Dengan lancar, Rasyid menyebutkan judul esai yang kukirim. Ternyata benar. Masih dengan jantung yang berdegup kencang, aku memberikan data-data yang diperlukan.
"Terima kasih pak Himam. Setelah ini kami transfer hadiahnya. Sekali lagi selamat ya, semoga bisa menjadi berkah di hari raya besok," kata Rasyid menutup pembicaraan di telpon.
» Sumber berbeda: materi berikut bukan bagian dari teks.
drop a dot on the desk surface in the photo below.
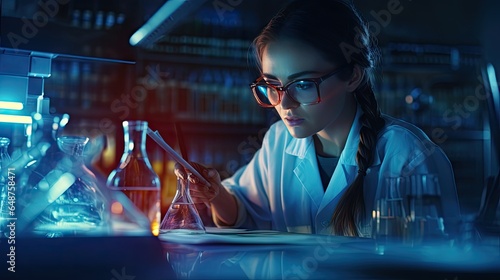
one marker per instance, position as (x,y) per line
(327,257)
(278,256)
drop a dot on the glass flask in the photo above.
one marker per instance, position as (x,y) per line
(426,223)
(6,185)
(135,176)
(390,217)
(67,200)
(182,216)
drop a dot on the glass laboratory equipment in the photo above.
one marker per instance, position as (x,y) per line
(6,185)
(389,216)
(426,223)
(182,216)
(67,200)
(135,175)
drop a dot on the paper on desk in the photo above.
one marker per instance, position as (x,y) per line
(239,236)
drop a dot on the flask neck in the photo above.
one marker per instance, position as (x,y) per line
(182,195)
(135,137)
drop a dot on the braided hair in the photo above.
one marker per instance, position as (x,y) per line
(337,30)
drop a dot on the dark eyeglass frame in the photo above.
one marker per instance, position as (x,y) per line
(284,89)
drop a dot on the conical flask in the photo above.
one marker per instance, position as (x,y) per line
(68,200)
(182,216)
(135,175)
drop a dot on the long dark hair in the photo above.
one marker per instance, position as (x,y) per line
(337,30)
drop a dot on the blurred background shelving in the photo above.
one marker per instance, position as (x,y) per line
(197,75)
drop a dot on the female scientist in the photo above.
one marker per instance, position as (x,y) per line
(321,166)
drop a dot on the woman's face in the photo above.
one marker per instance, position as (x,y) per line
(288,60)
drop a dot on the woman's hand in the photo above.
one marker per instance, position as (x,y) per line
(200,192)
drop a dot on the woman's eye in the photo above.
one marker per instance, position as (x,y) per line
(302,85)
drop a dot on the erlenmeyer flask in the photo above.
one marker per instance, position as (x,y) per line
(182,216)
(135,175)
(7,185)
(68,200)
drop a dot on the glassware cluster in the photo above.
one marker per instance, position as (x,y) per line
(408,211)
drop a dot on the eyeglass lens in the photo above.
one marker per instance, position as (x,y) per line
(304,92)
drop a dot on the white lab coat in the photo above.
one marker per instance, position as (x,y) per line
(280,188)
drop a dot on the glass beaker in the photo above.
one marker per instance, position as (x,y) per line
(135,175)
(426,222)
(389,216)
(7,186)
(68,200)
(182,216)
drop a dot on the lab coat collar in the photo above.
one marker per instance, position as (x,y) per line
(299,147)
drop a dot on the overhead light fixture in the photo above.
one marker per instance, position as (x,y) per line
(15,119)
(11,105)
(164,19)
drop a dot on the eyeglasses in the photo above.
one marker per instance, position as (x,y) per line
(303,91)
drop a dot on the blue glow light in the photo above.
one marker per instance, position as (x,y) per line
(15,119)
(155,21)
(11,105)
Alhamdulillah, tak henti-hentinya bibirku mengucap rasa syukur. Bergegas kujumpai istri dan anakku yang tengah menonton televisi di ruang tamu.
Dengan senyum merekah sempurna, kusampaikan kabar gembira yang baru kuterima.
"Arin, besok kita bisa lebaran dengan ceria. Bapak baru dapat kabar menang lomba. Hadiahnya sebentar lagi akan ditransfer. Arin mau beli baju lebaran yang seperti apa?"
"Alhamdulillah ya Allah," sambut istriku sambil mendekap wajahnya menahan tangis haru.
***
"Sungguh, seandainya kalian bertawakal kepada Allah dengan sebenar-benarnya tawakal, niscaya kalian akan diberi rezeki sebagaimana rezeki burung-burung. Mereka berangkat pagi-pagi dalam keadaan lapar, dan pulang sore hari dalam keadaan kenyang" (HR At Tirmidzi).